We talk about the range cattle, still going through here when the first settlers came; the cattle and sheep wars, when Tom Horn terrorized western Nebraska as well as Wyoming; the coming of the railroad; and the beginning of this town. We are all bothered by the fact that soon these stories are going to be forgotten, and if they are not written down, one primary source of the history of the West will be lost. These people, along with their descendants, make up the bulk of our community.

Next are the German-Russian farmers, who were attracted to our area in large numbers by the kind of agriculture with which they were familiar — the cultivation of sugar beets. They progressed from hired-hand labor to tenant farming. Now they are the owners and operators of the rich farms surrounding our town, where many crops besides sugar beets are grown. Books on the latest agricultural methods are useful to them, but in many cases the experiments arc done here and the books are written after the farming improvements have been adopted by the farmers. The library has a deeper obligation to these people than furnishing the latest books on their business, and it is an obligation we neglected thirty years ago.

Today we have books in German, which are attractive to the older people as well as to the high school students learning German under the new science-propelled program. But we should have had these books for their pleasure years ago. Now many of their colorful Old World customs have been lost, and the best we can do is to suggest to them books for the complete integration of their culture with ours.

Our Spanish-Americans fare slightly better, only because they are more recent arrivals, and we accept them as a different but valuable contribution to our community. We attend their Mexican dinners and watch their folk dances with enjoyment. We have Spanish books for their older readers; two of their girls work at our library; and we are aware that their soft, south-of-theborder culture warms our sterner northern reality.

We are especially fond of Francisco, who came to this country when he was twelve from a rural area of Mexico, He had never been to school. By the time he was seventeen he bad completed grade school and now, two years later, he is finishing high school and taking some courses in college at the same time. He endeared himself to us by coming especially to ask for instruction in the use of the library. It was impossible to fit the orientation course in college into his busy schedule, so we gave him private instruction, which he puts to very good use. He is self-reliant and rarely has to appeal to us for help in finding material for his needs. He is losing some of his accent now, but I am sure that he will always retain his gentle, polite manner of speaking and that the sparkle in his dark eyes is here to stay. We look forward to the day when he can read for fun. He is so busy studying now that he has little time for anything else, but maybe next summer. . . .
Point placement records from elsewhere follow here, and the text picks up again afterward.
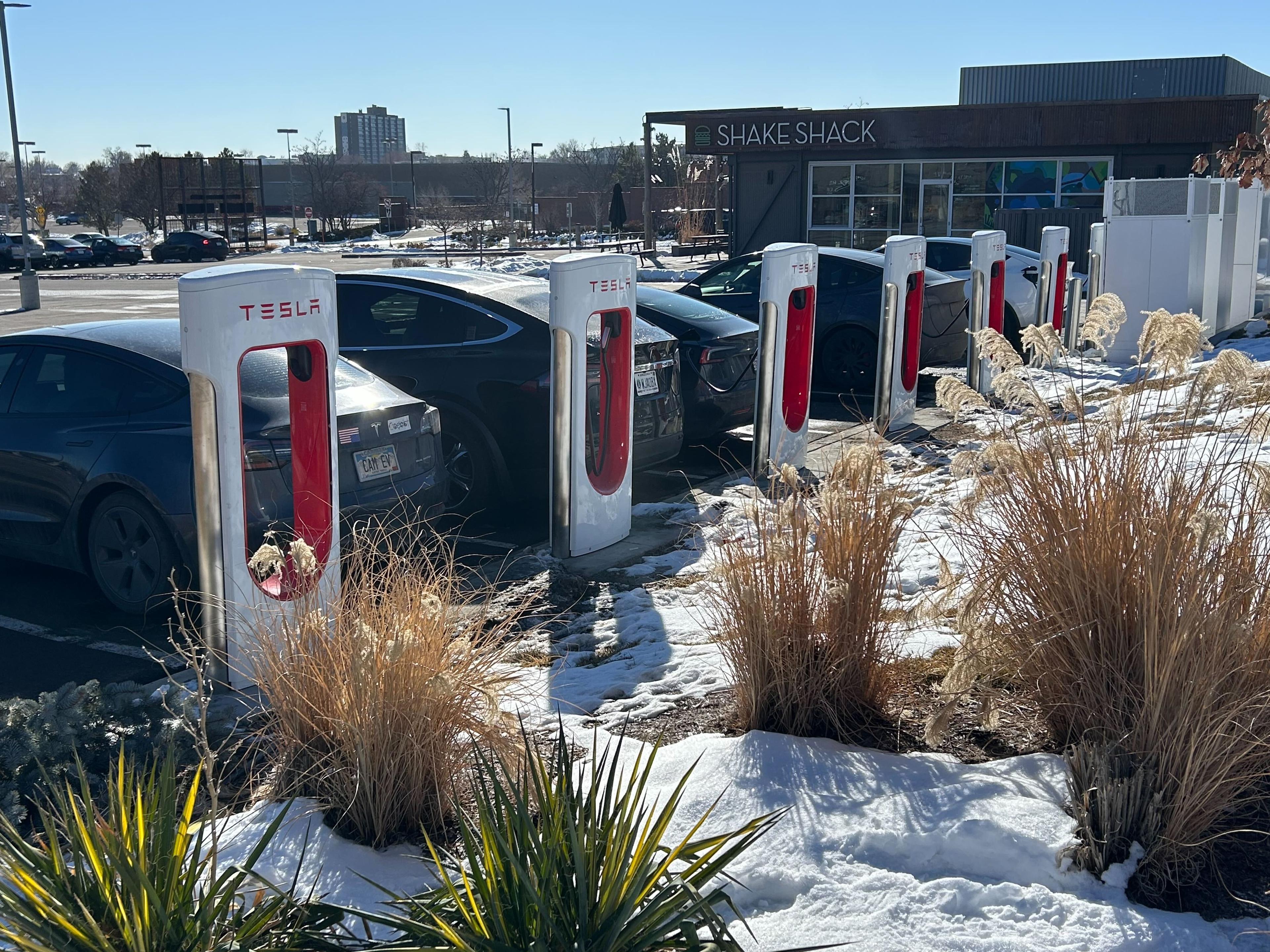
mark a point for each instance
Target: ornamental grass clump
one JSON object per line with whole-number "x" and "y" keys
{"x": 375, "y": 700}
{"x": 798, "y": 602}
{"x": 1121, "y": 573}
{"x": 559, "y": 857}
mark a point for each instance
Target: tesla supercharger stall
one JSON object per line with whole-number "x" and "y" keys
{"x": 786, "y": 329}
{"x": 225, "y": 314}
{"x": 1055, "y": 272}
{"x": 987, "y": 301}
{"x": 900, "y": 349}
{"x": 592, "y": 400}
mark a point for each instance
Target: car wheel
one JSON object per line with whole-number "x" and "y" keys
{"x": 131, "y": 553}
{"x": 849, "y": 361}
{"x": 469, "y": 468}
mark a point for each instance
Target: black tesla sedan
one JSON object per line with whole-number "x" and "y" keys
{"x": 848, "y": 305}
{"x": 96, "y": 455}
{"x": 477, "y": 346}
{"x": 717, "y": 360}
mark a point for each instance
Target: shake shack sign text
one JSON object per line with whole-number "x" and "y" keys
{"x": 738, "y": 134}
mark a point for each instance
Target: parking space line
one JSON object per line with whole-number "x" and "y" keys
{"x": 112, "y": 648}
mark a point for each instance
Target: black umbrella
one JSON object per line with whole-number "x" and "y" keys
{"x": 618, "y": 209}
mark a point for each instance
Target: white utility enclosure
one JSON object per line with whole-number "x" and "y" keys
{"x": 987, "y": 300}
{"x": 900, "y": 348}
{"x": 592, "y": 400}
{"x": 1055, "y": 270}
{"x": 786, "y": 309}
{"x": 1182, "y": 244}
{"x": 227, "y": 313}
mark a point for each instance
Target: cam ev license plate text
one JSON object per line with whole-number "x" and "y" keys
{"x": 376, "y": 464}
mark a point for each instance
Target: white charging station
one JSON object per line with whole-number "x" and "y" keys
{"x": 900, "y": 348}
{"x": 987, "y": 301}
{"x": 225, "y": 314}
{"x": 786, "y": 329}
{"x": 1052, "y": 285}
{"x": 592, "y": 400}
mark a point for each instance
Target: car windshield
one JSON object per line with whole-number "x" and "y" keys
{"x": 681, "y": 306}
Our other large group of citizens were really here before anyone else. The Pine Ridge Reservation is only 150 miles from our town, so we have many transient Sioux Indians as well as permanent residents who have found a place in this community. We are pleased at the success of their children in our schools, and we are happy when Mr. King, the president of the Platte Valley Indian Council, comes in to read the new books about his people. He uses the legends and stories in some of our collections to refresh his memory for the talks he gives each time the council dances. Everyone enjoys these dances, spectators and dancers alike, and we are happy when it is time for the round dance or the “rabbit dance,” when nonIndians are invited to share in the fun.

These are the people who have made our community. They are the people who run our businesses, our farms, and our town. They are the teachers and the students in our schools, the members of our churches and clubs. They are the people who have worked with me to help the library progress.